Qi Si felt as if he were both the master of this ghost domain and the domain itself. He knew every person who moved within it, every event that transpired in its darkest corners.
This knowledge included... the past, the present, and... the future.
The golden vine swayed beside him, feeding the information directly into his mind, bypassing speech entirely.
He suddenly realized that he could do things to these people. He could even extend the tendrils of the Weird Game to reach them.
What interesting things might happen, he wondered, if these people—who had survived two days in his ghost domain—were to enter the Weird Game?
A pleased smile spread across Qi Si's face.

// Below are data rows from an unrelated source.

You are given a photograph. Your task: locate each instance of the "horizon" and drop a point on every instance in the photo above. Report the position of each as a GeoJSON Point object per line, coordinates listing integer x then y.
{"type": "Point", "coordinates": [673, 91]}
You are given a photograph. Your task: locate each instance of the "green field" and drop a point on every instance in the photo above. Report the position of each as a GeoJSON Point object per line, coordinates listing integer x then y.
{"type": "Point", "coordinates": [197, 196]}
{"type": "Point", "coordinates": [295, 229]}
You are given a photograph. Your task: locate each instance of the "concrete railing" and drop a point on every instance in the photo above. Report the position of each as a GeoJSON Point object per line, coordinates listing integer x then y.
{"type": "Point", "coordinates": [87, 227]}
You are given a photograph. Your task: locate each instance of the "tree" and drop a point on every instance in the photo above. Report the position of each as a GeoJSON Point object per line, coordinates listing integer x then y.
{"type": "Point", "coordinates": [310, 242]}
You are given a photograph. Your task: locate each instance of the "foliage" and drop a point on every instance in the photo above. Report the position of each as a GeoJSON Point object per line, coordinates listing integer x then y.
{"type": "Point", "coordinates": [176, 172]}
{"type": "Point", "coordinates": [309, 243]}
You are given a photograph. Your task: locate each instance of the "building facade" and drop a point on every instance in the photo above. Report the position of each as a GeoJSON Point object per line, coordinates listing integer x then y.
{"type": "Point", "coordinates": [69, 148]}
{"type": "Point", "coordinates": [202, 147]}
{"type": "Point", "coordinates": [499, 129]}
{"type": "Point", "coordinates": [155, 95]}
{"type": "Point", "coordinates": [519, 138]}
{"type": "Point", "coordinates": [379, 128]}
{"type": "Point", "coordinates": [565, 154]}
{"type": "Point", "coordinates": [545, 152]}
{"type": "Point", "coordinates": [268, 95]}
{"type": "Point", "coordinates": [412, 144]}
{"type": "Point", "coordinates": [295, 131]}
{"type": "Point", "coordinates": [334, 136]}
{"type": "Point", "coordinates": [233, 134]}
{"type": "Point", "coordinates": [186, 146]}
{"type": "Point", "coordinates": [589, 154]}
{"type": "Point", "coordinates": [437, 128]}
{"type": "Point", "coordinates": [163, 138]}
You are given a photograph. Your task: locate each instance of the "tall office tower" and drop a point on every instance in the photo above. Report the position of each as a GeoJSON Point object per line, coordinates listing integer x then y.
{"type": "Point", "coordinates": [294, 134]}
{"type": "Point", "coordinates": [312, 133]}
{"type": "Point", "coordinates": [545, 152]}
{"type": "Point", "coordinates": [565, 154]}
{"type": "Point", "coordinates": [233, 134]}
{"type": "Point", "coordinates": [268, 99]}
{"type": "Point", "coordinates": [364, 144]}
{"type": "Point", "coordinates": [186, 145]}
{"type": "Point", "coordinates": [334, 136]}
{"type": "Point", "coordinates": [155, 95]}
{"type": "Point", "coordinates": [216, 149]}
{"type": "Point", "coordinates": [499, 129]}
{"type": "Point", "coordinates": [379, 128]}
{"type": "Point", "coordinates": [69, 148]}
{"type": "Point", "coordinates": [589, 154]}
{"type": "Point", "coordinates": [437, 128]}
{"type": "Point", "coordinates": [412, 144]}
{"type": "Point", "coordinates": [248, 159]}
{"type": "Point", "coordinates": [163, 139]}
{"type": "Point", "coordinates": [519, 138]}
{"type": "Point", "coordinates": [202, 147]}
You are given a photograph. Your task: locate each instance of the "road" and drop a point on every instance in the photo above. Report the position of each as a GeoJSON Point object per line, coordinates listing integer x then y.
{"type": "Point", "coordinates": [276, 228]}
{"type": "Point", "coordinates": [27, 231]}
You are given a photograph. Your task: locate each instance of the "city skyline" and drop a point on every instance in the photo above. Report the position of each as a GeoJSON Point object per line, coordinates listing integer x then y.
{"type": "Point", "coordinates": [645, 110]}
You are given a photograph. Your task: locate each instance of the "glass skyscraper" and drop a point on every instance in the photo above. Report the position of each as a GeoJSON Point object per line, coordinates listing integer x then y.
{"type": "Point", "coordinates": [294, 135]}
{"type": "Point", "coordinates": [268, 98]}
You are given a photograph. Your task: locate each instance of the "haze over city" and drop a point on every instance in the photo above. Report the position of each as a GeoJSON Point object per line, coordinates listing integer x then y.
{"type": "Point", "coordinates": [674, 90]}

He lowered his eyes and declared, his voice deliberate and clear, "My name is Qi. I am the ruling god of the Weird Game..."
In Qi Family Village, every living villager heard a solemn voice resonate in their minds. At that exact moment, every ghost and monster froze in place.
They instinctively looked to the heavens, where they saw golden vines descending from the sky, accompanied by a divine, persuasive message:
"You now have two choices."
"You can remain here, tormented by monsters for all eternity until you die... or you can enter the Weird Game as players."